I like that I have some anonymity here. Sure, I’ve got close friends that read my blog, but they are inner circle people that I don’t mind a little soul spilling to. I’ve been in a funk this month and haven’t been faithful to diet and exercise. But I feel like now that visitors and memorials and other hard things are over, I can better refocus. I know that’s a common theme here and one of my setbacks.
This time I’m keeping quiet in real life. People know I try to eat healthy. People know that I need to lose weight and WANT to lose weight. In fact, there are ladies from my previous church who have seen me at THM meetings and while they whittle their waistline, they probably wonder why I’m not improving dramatically. And that’s when shame sets in. It’s a little bit of progress comparison but mostly realizing that I’m the one that effs things up because I don’t stay focused. From the pinterest posts and fitness memes that shout YOU HAVE NO EXCUSES, to jaw dropping before and after pictures on my THM page, I feel a bit bombarded. In my head, even though they’re positive pictures, they translate to ‘YOU KEEP FAILING YOURSELF and LOOK WHERE YOU COULD BE NOW.’
So mum is the word. No one needs to know what I’m doing because they don’t understand my struggle. And I don’t need positive posts that end up tasting sour in my mouth. I’m letting my diet group go dark and keeping away from fitness posts. I’m not going to talk about weight loss journey with others for a while. I’m just going to push myself and go lalalalalala when I see some crazy 50 lb loss in 6 months or hear my mom blabber on about some new breakthrough weight loss research. I just need to listen to me.

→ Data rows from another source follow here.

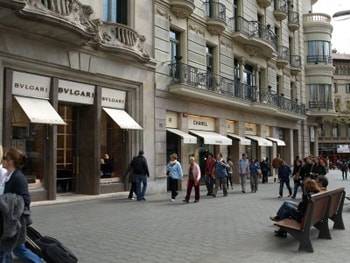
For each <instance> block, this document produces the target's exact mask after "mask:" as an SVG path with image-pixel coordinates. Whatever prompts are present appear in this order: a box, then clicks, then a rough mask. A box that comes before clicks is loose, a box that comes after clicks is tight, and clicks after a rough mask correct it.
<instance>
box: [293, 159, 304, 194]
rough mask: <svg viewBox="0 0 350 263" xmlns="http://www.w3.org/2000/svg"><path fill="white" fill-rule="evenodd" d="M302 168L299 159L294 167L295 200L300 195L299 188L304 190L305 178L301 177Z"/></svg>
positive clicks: (296, 160)
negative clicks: (303, 181) (304, 181)
mask: <svg viewBox="0 0 350 263" xmlns="http://www.w3.org/2000/svg"><path fill="white" fill-rule="evenodd" d="M301 167H302V163H301V161H300V160H299V159H296V160H295V162H294V167H293V173H292V175H293V182H294V192H293V196H292V198H293V199H295V198H296V196H297V193H298V188H299V187H300V188H301V189H302V190H303V180H304V178H303V177H302V176H301V173H300V171H301Z"/></svg>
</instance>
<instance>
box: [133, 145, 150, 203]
mask: <svg viewBox="0 0 350 263" xmlns="http://www.w3.org/2000/svg"><path fill="white" fill-rule="evenodd" d="M143 155H144V152H143V151H142V150H141V151H139V155H138V156H136V157H134V159H133V160H132V161H131V163H130V168H131V169H132V173H133V177H134V178H135V180H136V195H137V201H146V199H145V193H146V189H147V177H149V171H148V165H147V160H146V158H145V157H144V156H143ZM141 184H142V189H141Z"/></svg>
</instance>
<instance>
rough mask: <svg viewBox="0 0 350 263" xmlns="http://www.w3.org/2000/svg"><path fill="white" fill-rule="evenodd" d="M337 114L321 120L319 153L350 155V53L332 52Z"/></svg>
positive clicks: (332, 58) (329, 154)
mask: <svg viewBox="0 0 350 263" xmlns="http://www.w3.org/2000/svg"><path fill="white" fill-rule="evenodd" d="M332 59H333V66H334V68H335V70H334V76H333V87H334V89H333V90H334V109H335V115H333V116H329V117H328V118H323V119H322V121H320V129H319V133H318V135H319V136H318V137H319V145H318V149H319V154H322V155H328V156H334V155H339V156H344V157H347V158H348V157H349V153H350V118H349V114H350V55H347V54H338V53H335V52H334V53H333V54H332Z"/></svg>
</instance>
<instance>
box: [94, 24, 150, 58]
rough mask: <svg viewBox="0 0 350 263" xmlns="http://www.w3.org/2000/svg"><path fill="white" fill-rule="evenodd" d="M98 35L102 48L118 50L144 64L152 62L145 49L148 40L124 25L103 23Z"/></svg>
mask: <svg viewBox="0 0 350 263" xmlns="http://www.w3.org/2000/svg"><path fill="white" fill-rule="evenodd" d="M98 34H99V35H98V45H99V47H100V48H102V49H107V50H108V49H112V50H115V51H117V50H118V51H119V52H120V53H126V54H128V55H131V56H134V57H135V58H137V59H139V60H141V61H144V62H145V61H148V60H150V55H149V54H148V52H147V51H146V50H145V47H144V44H145V40H146V38H145V36H143V35H139V34H138V33H137V32H136V31H135V30H133V29H131V28H129V27H127V26H125V25H122V24H117V23H105V22H103V23H102V22H101V23H100V24H99V30H98ZM119 52H118V53H119Z"/></svg>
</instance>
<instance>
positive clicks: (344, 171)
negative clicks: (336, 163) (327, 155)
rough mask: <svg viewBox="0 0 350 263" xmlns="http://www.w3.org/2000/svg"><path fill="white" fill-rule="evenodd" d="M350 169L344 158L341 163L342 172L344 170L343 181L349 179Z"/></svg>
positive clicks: (342, 175) (342, 176)
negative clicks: (349, 168)
mask: <svg viewBox="0 0 350 263" xmlns="http://www.w3.org/2000/svg"><path fill="white" fill-rule="evenodd" d="M348 169H349V168H348V165H347V163H346V161H345V160H343V162H342V164H341V172H342V177H343V181H344V180H348Z"/></svg>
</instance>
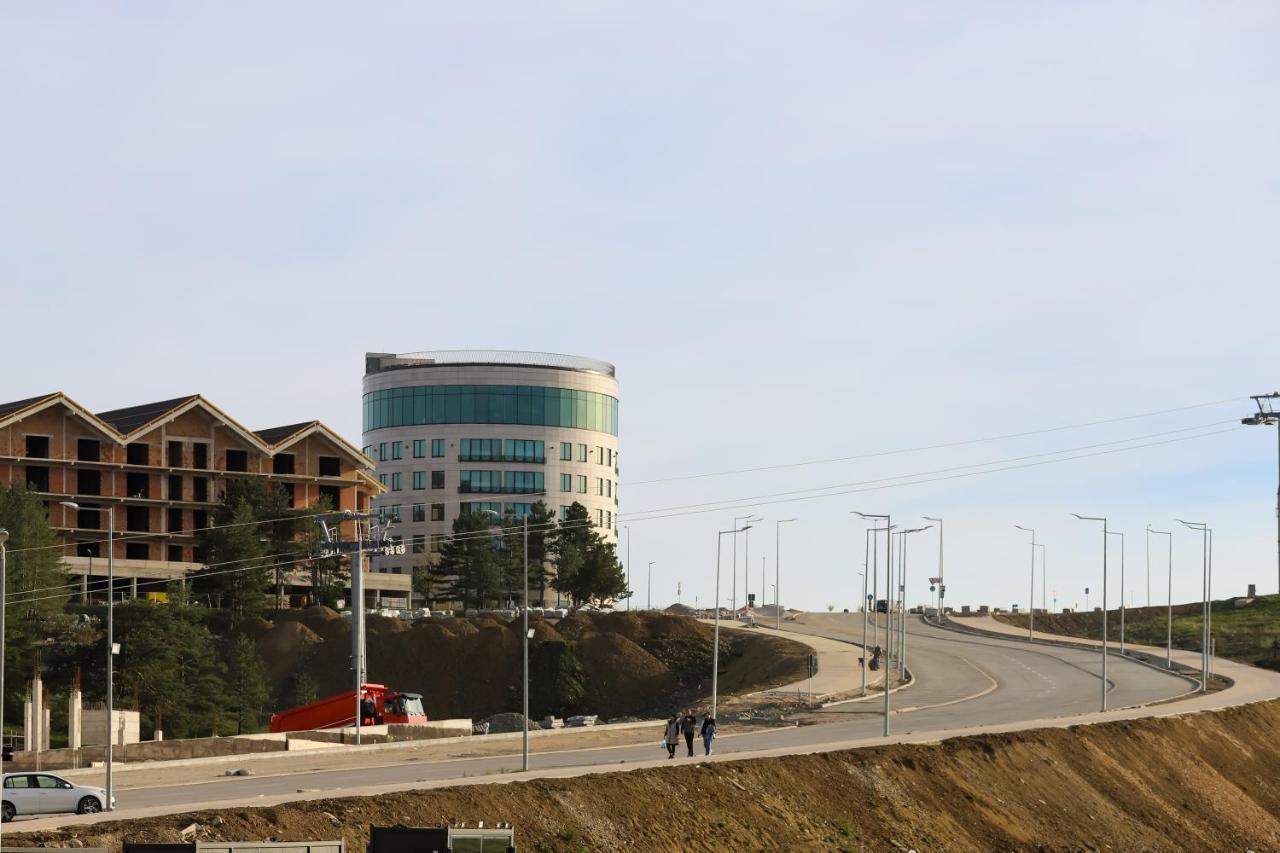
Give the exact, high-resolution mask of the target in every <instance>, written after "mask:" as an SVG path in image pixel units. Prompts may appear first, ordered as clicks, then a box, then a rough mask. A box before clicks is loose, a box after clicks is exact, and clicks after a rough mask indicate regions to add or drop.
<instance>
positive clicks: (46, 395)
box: [0, 391, 58, 418]
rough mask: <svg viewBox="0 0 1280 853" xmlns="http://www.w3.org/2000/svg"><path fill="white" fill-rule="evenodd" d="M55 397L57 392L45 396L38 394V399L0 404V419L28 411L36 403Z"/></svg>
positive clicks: (43, 401) (28, 399)
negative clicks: (16, 412) (31, 406)
mask: <svg viewBox="0 0 1280 853" xmlns="http://www.w3.org/2000/svg"><path fill="white" fill-rule="evenodd" d="M56 396H58V392H56V391H54V392H50V393H47V394H40V396H38V397H27V398H26V400H14V401H13V402H8V403H0V418H8V416H9V415H12V414H14V412H18V411H22V410H23V409H28V407H31V406H35V405H36V403H38V402H44V401H46V400H49V398H50V397H56Z"/></svg>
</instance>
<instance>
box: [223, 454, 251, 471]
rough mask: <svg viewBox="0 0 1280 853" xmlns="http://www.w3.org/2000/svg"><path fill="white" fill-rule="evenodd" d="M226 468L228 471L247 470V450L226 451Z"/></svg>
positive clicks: (243, 470) (237, 470)
mask: <svg viewBox="0 0 1280 853" xmlns="http://www.w3.org/2000/svg"><path fill="white" fill-rule="evenodd" d="M227 470H228V471H247V470H248V451H233V450H229V451H227Z"/></svg>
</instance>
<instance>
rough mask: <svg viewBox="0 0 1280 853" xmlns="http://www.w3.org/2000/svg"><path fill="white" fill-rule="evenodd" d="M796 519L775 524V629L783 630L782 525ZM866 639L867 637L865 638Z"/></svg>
mask: <svg viewBox="0 0 1280 853" xmlns="http://www.w3.org/2000/svg"><path fill="white" fill-rule="evenodd" d="M791 521H795V519H778V520H777V521H776V523H774V525H773V629H774V630H782V605H781V602H780V601H778V599H780V598H781V597H782V525H783V524H790V523H791ZM864 639H865V638H864Z"/></svg>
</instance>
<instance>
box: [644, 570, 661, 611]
mask: <svg viewBox="0 0 1280 853" xmlns="http://www.w3.org/2000/svg"><path fill="white" fill-rule="evenodd" d="M655 562H658V561H657V560H650V561H649V580H648V581H646V584H648V587H646V590H645V606H644V608H645V610H653V564H655Z"/></svg>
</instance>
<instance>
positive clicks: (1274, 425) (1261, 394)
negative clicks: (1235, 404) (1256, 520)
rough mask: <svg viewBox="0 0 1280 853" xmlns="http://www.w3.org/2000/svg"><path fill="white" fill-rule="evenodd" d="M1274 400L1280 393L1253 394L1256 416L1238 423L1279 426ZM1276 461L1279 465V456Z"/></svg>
mask: <svg viewBox="0 0 1280 853" xmlns="http://www.w3.org/2000/svg"><path fill="white" fill-rule="evenodd" d="M1276 400H1280V391H1272V392H1271V393H1270V394H1253V402H1254V403H1257V406H1258V414H1256V415H1251V416H1248V418H1242V419H1240V423H1242V424H1245V425H1248V427H1280V412H1277V411H1276V410H1275V405H1276V403H1275V401H1276ZM1276 442H1277V447H1280V429H1276ZM1276 461H1277V464H1280V456H1277V459H1276ZM1276 576H1277V580H1280V480H1277V483H1276Z"/></svg>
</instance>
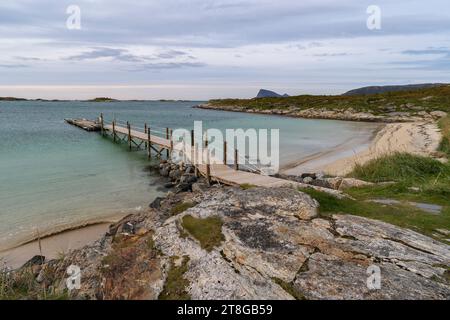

I did something I’ve never done before – I succumbed to weight fear and paid an extra $80 to upgrade my airline seats for a trip. I was fearful, literally, fearful, that I wouldn’t fit. I thought about the shame of being told I’d need to buy another seat and how it would melt away all the self-confidence I’ve worked on building. I’m fearful because I know I’m that big. I’m the end-of-the-airline-seatbelt big. I’m hold-my-shoulders-in-so-the-flight attendant-doesn’t-bump-into-me big. Since I’m flying on a budget airline with smaller everything, I just couldn’t risk smaller than industry standard seats.
So now I have a 2 month goal. I have something to look forward to and fight for. Sure, I still have upgraded seats, but I’m determined not to feel like I’m spilling out of it with what little time I have to work towards it. The upgraded seats are only 2″ wider. It’s not going to make a huge difference. But, I can work on toning my flabby body to help. And I can eat good on plan foods that will dramatically improve any bloat or water retention I’d have otherwise from bad eating. And feel good from diet and exercise, I can use that energy to play with my nephews and not sweat the homemade meals my friend makes that do not fit my diet.
Ideally, I’d like to aim for a 15-25 lb loss and hit the gym 5x a week until my flight. I won’t say anything outside of here though. I’ll just push myself and hope results speak for themselves one day. The race I’m helping with is late April, and I figure that even though I’m not running, since I’m helping with the event, it would be great to show up with lots of energy and endurance for a full day of running around and interacting with people who run and are fit. It’s like an armor of confidence I can wear knowing I’m working hard at my goals even though I’m not where I want to be yet.
Let’s see how far I can go. Let’s see where I am in late May from pushing myself and listening to myself.
I am the same way. I get distracted easily by life. We can do it! 🙂
When I have a big goal I find it better for my sanity if very few people know about it until it is accomplished.